Getting Started Guide to Self-Employment: Your Business Plan

Why you need a business plan

You’ve heard it before, you should write a plan before you start your business. You might be wondering why that’s so important. Here are three good reasons. Writing a plan

  • clarifies what your business goals are so you know how to measure success,
  • helps you spot potential problems so you can plan for them instead of getting caught by surprise, and
  • shows potential investors or lenders how you will make the business profitable so they will be more likely to invest their money or approve your loan.

How detailed a plan do you need before you jump in and get started? That depends on two things-the amount of risk you are taking and how much outside financing you need. For example, if you are a painter that has been employed by a reputable contractor and you want to start your own business by taking some additional jobs on your own, you aren’t taking much risk. As long as you verify that you are not putting your full-time income at risk, you may be able to just start taking jobs and plan as you go. When I started my coaching and consulting business, I used a personal credit line in an amount that I knew I could pay off to cover expenses. I did some planning to ensure that I would have a good chance of success and keep my expenses under budget. If you are planning a business start up that involves significant upfront investment, you will want a more detailed plan. Even if you plan on financing the business through personal loans, a second mortgage, or your own savings, you will want to know that you are investing your money wisely and developing a plan will help you be sure of this. If you are seeking outside investors or business loans that are not secured by your personal assets, you will need to convince investors or lenders to say yes to your request with a detailed, realistic and well-researched plan.
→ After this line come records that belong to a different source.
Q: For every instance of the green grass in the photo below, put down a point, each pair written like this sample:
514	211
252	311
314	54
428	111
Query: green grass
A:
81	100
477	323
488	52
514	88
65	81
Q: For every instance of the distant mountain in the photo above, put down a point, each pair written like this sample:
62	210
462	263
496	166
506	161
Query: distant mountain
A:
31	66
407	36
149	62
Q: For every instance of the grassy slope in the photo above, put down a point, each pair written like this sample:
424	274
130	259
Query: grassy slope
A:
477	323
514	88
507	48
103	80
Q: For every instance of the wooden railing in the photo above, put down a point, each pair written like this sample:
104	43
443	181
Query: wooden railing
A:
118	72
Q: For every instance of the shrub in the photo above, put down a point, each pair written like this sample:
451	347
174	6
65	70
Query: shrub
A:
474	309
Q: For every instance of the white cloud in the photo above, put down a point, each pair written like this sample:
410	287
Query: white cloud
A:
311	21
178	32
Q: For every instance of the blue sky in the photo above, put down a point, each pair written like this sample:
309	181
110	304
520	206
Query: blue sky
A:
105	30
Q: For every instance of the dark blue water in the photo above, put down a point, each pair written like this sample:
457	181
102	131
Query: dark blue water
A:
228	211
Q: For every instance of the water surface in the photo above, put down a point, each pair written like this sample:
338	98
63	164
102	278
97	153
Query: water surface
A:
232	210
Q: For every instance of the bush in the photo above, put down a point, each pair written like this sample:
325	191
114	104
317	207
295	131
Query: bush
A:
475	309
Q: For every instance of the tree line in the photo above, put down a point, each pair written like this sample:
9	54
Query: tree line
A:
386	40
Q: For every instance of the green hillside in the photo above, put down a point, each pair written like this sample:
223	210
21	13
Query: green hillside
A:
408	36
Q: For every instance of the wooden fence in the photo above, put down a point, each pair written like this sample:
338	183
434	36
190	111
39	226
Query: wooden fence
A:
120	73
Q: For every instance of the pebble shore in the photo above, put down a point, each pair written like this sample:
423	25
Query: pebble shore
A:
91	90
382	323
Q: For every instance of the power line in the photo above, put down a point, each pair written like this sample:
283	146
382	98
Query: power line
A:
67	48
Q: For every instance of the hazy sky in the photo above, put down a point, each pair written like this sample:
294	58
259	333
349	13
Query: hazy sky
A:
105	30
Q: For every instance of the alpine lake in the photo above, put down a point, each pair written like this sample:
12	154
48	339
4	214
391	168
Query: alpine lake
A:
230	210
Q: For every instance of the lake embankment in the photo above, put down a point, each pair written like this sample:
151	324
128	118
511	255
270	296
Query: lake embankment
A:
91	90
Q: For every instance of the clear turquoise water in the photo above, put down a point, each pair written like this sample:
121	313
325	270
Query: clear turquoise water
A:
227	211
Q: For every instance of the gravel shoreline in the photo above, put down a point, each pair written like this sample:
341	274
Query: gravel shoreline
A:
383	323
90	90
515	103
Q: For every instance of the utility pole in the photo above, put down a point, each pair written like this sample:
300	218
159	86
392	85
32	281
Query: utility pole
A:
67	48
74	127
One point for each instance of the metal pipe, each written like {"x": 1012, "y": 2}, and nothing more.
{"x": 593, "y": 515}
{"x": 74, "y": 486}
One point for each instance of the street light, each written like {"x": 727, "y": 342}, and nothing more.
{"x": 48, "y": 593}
What goes into your business plan?

The body of a well-written business plan contains:

  • a description of the business
  • market information
  • financial information, and
  • management information

Business description

The description of your business is based on its mission, vision, and values. What will your business do and how will it generate income? Will you have employees? If so, what training, education or experience will your key employees need? Your description should clarify exactly what service or product(s) your company will offer and identify your target market. It should also indicate what business structure you will use and identify the key players in the company.

Market

After you have defined those basics, it’s time to discuss the market for your business. Who are your competitors and who dominates the market? Think about the unique strengths that will allow you to obtain a sustainable competitive advantage in serving the target market you identified above. In order to succeed, you will need to identify and build upon your unique strengths. You might want to perform a SWOT analysis to help you clarify your competitive position. A SWOT is simply a collection of lists-your strengths and weaknesses (things that are inherent to the business you plan to run) and your opportunities and threats (things that are external to your business) You should only list things that pertain to your business objective. For example, if you want to be a model, an attractive appearance would be strength. If you want to be a technical writer, your appearance is probably irrelevant. Once you’ve made your list, take it a step further. Clarify how you can use your strengths to counteract your weaknesses and take advantage of market opportunities to build a sustainable advantage over your competitors and develop a plan to overcome potential threats.

Financial

This is the most important piece of your plan. If your business is not profitable, it won’t work as a business! If it’s something you love, you can still enjoy it as a hobby. If it makes a difference in the world and you want to fund it, that’s fine. Just be realistic and recognize whether or not you can make a living out of what you plan to do. If you can’t-it’s better to know that up front.

You will start with a detailed listing of your start-up expenses. While expenses will vary depending on the type of business you plan to establish, common start-up expenses include legal work, logo and brochure design, training, and site selection and improvement. You will also include the available assets you will use to pay for start up expenses and the loans or outside capital that you will obtain. Start-up expenses, assets and funding all refer to what is needed and available before you actually start your business.

Then you will project your future income and expenses after you start doing business for the first year in a projected profit and loss statement. It’s important to be as accurate as possible here. Many businesses will operate at a loss when they first open because it takes time to build up a customer base and becomes established. That’s OK, if it’s part of your plan and you know how you will keep the business going. It’s not OK if you were too optimistic in your projections and can’t find the money to keep operating until the business starts turning a profit. When I studied for my MBA, we learned to game the system by starting with the numbers that we needed and adjusting the different income and expense numbers so the end result was a profitable “business.” That’s OK for the classroom, but it’s not really an effective or smart way to plan your business. If your projections show that the business is not likely to show a profit or that you can’t afford to fund it until it does, rethink your plan. Is there anything that you can realistically do to turn things around? If not, it’s better to look at a different business idea until you find one that works.